Monthly quotas set by central government result in electricity from coal-fired plants being brought into the grid before any electricity from renewables, because local authorities want to protect mining jobs. Moreover, the inspectors found just 1% of the electricity carried by long distance transmission lines meant to bring power from the west to the heavily polluted east, is from non-fossil sources.
Trading begins
Zhang Jianyu, vice president of the Environmental Defence Fund’s China programme expects the findings of the inspection report will bring about ‘major changes’ in the implementation of renewable energy legislation, and boost clean energy development. Analysts agree a complete reform of the electricity system is needed, especially if China is to surpass its latest target of 25% clean electricity generation by 2030. That, says Li, is a ‘political conversation’ that has been stalled for over a decade.
The country’s first national emissions trading system (ETS) began operating last week – although only in the power sector, which accounts for almost 40% of the country’s emissions from energy consumption. Over 2000 power generators are taking part. Rather than an absolute cap on emissions (as in the EU system) China has opted to cap carbon intensity – emissions per unit of GDP. Its impact on emissions is expected to be limited in the short term. Analysts at UBS estimate that the allocation of free carbon credits implies companies that don’t reduce emissions by 4–6% would have to buy credits. Zhang suggests gains will be ‘far reaching and more significant in other sectors yet to be included’. Their changing demands, combined with less finance available for coal, will, he expects, help cut emissions in the power sector itself.
It’s not clear which industries will join the ETS next, but key emitters – iron, steel, cement, power and chemicals – have been mandated to develop their emissions reduction plans in line with President Xi’s commitment that carbon emissions will peak by 2030. Already China’s largest steelmaker, the Baowu group, has said its emissions will peak in 2023. Many observers, including the World Resources Institute, think China’s emissions could peak as early as 2025.

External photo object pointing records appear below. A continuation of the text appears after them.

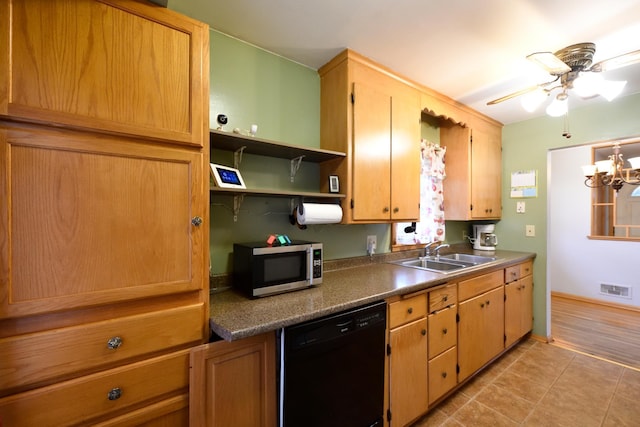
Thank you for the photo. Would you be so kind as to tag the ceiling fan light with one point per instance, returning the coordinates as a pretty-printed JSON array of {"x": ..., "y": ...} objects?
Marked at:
[
  {"x": 531, "y": 101},
  {"x": 611, "y": 89},
  {"x": 588, "y": 84},
  {"x": 558, "y": 107},
  {"x": 634, "y": 162}
]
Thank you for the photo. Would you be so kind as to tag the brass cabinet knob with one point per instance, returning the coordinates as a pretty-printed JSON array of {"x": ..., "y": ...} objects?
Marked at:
[
  {"x": 114, "y": 343},
  {"x": 115, "y": 393}
]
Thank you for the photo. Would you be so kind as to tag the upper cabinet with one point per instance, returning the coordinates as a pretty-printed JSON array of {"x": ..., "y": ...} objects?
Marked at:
[
  {"x": 373, "y": 115},
  {"x": 375, "y": 119},
  {"x": 473, "y": 167},
  {"x": 112, "y": 65}
]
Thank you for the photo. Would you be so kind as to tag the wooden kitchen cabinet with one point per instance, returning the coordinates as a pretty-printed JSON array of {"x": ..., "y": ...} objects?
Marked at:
[
  {"x": 518, "y": 305},
  {"x": 111, "y": 65},
  {"x": 374, "y": 118},
  {"x": 443, "y": 340},
  {"x": 481, "y": 325},
  {"x": 474, "y": 171},
  {"x": 408, "y": 368},
  {"x": 104, "y": 211},
  {"x": 234, "y": 383}
]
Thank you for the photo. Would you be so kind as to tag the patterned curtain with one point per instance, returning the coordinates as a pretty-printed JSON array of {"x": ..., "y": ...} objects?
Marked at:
[{"x": 431, "y": 225}]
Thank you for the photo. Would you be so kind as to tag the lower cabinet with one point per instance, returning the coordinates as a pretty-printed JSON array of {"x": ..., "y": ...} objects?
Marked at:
[
  {"x": 408, "y": 368},
  {"x": 518, "y": 305},
  {"x": 234, "y": 383},
  {"x": 481, "y": 325}
]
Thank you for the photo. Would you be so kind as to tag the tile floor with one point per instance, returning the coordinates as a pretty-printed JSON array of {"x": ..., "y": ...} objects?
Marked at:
[{"x": 538, "y": 384}]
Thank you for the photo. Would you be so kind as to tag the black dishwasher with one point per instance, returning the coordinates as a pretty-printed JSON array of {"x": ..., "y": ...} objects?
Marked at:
[{"x": 332, "y": 370}]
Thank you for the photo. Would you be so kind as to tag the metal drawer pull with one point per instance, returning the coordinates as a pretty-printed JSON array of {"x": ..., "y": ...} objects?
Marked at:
[
  {"x": 114, "y": 343},
  {"x": 115, "y": 393}
]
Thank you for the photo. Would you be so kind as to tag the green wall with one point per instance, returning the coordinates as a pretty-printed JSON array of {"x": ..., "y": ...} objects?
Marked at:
[{"x": 524, "y": 147}]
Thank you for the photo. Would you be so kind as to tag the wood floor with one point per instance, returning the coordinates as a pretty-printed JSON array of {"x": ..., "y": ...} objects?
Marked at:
[{"x": 604, "y": 331}]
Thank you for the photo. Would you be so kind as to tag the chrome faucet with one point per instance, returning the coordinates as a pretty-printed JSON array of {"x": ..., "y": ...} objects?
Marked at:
[
  {"x": 427, "y": 248},
  {"x": 437, "y": 249}
]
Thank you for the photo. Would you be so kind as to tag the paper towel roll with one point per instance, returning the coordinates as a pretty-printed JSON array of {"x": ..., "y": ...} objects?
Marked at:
[{"x": 318, "y": 213}]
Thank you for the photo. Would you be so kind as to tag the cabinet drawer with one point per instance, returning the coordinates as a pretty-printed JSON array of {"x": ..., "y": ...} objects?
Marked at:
[
  {"x": 442, "y": 374},
  {"x": 110, "y": 393},
  {"x": 39, "y": 357},
  {"x": 478, "y": 285},
  {"x": 516, "y": 272},
  {"x": 442, "y": 331},
  {"x": 405, "y": 311},
  {"x": 443, "y": 297}
]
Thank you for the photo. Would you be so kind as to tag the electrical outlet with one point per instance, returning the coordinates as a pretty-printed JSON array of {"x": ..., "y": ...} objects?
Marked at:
[
  {"x": 530, "y": 230},
  {"x": 371, "y": 244}
]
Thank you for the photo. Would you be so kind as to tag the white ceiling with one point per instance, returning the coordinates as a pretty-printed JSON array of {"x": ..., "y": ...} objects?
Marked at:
[{"x": 470, "y": 50}]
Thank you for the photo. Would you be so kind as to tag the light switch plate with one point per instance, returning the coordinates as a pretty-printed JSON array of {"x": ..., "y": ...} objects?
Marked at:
[{"x": 530, "y": 230}]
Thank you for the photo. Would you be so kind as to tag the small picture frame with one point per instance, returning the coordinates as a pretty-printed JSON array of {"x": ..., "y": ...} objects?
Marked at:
[
  {"x": 334, "y": 184},
  {"x": 226, "y": 177}
]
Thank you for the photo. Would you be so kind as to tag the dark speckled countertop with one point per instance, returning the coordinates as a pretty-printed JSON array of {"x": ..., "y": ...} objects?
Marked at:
[{"x": 234, "y": 316}]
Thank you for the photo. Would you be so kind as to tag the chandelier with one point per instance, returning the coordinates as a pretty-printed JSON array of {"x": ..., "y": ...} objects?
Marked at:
[{"x": 611, "y": 172}]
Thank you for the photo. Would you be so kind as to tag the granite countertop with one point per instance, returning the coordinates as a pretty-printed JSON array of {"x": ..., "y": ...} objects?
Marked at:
[{"x": 234, "y": 316}]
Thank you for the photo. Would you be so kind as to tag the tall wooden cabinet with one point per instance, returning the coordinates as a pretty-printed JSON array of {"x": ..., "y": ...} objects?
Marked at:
[
  {"x": 104, "y": 211},
  {"x": 374, "y": 118}
]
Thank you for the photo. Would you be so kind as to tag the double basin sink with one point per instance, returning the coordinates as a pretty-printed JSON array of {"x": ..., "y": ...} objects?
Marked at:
[{"x": 446, "y": 263}]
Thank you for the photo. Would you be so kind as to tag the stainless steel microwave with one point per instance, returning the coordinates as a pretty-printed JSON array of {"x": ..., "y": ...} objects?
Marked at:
[{"x": 260, "y": 269}]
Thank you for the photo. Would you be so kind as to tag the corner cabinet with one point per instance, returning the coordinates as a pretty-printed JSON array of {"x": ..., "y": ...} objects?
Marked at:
[
  {"x": 104, "y": 211},
  {"x": 474, "y": 171},
  {"x": 375, "y": 118}
]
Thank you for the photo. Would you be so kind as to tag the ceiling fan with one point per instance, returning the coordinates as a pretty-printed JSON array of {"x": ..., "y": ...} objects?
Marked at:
[{"x": 573, "y": 69}]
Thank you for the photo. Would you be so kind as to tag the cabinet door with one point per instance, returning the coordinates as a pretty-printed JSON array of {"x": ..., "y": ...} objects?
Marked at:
[
  {"x": 408, "y": 370},
  {"x": 371, "y": 153},
  {"x": 92, "y": 220},
  {"x": 233, "y": 383},
  {"x": 405, "y": 158},
  {"x": 518, "y": 309},
  {"x": 486, "y": 172},
  {"x": 113, "y": 65},
  {"x": 480, "y": 331}
]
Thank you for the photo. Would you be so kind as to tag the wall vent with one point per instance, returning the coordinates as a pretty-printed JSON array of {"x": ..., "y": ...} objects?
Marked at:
[{"x": 622, "y": 291}]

Next month China’s leaders will present the country’s 14th five-year plan, which is expected to indicate just how ambitious it is prepared to be. According to Li, preliminary data suggest that even in spite of the time lost during the height of the pandemic, iron, steel and cement production is likely to have been higher in 2020 than it was in 2019. The question, he says, ‘is whether there is enough political determination from the top to enforce the latest vision and how much buy-in they will be able to secure from the local level, from the different industries and sectors’.